Module: featurize

cesium.featurize.assemble_featureset(…[, …]) Transforms raw feature data (as returned by featurize_single_ts) into a pd.DataFrame.
cesium.featurize.featurize_single_ts(ts, …) Compute feature values for a given single time-series.
cesium.featurize.featurize_time_series(…) Versatile feature generation function for one or more time series.
cesium.featurize.featurize_ts_files(…[, …]) Feature generation function for on-disk time series (.npz) files.
cesium.featurize.generate_dask_graph(t, m, e)
cesium.featurize.impute_featureset(fset[, …]) Replace NaN/Inf values with imputed values as defined by strategy.
cesium.featurize.load_featureset(path) Load feature DataFrame from .npz file.
cesium.featurize.save_featureset(fset, path, …) Save feature DataFrame in .npz format.
cesium.featurize.TimeSeries([t, m, e, …]) Class representing a single time series of measurements and metadata.

assemble_featureset

cesium.featurize.assemble_featureset(features_list, time_series=None, meta_features_list=None, names=None)

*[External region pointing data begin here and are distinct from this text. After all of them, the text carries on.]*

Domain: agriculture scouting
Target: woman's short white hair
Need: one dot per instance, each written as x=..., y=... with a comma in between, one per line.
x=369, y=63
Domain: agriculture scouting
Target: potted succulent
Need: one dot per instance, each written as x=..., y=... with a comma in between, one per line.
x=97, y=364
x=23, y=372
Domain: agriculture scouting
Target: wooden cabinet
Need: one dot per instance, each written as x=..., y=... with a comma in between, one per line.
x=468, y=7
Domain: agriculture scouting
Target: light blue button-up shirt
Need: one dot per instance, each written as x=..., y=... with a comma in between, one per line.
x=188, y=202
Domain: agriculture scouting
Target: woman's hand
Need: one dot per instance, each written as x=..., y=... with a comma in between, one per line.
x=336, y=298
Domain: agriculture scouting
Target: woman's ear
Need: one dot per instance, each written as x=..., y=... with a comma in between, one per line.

Transforms raw feature data (as returned by featurize_single_ts) into a pd.DataFrame.

Parameters:

features_list : list of pd.Series

List of series (one per time series file) with (feature name, channel) multiindex.

time_series : list of TimeSeries

If provided, the name and metafeatures from the time series objects will be used, overriding the meta_features_list and names values.

meta_features_list : list of dict

If provided, the columns of metadata will be added to the featureset.

names : list of str

If provided, the (row) index of the featureset will be set accordingly.

Returns:

pd.DataFrame

DataFrame with columns containing feature values, indexed by name.

featurize_single_ts

cesium.featurize.featurize_single_ts(ts, features_to_use, custom_script_path=None, custom_functions=None, raise_exceptions=True)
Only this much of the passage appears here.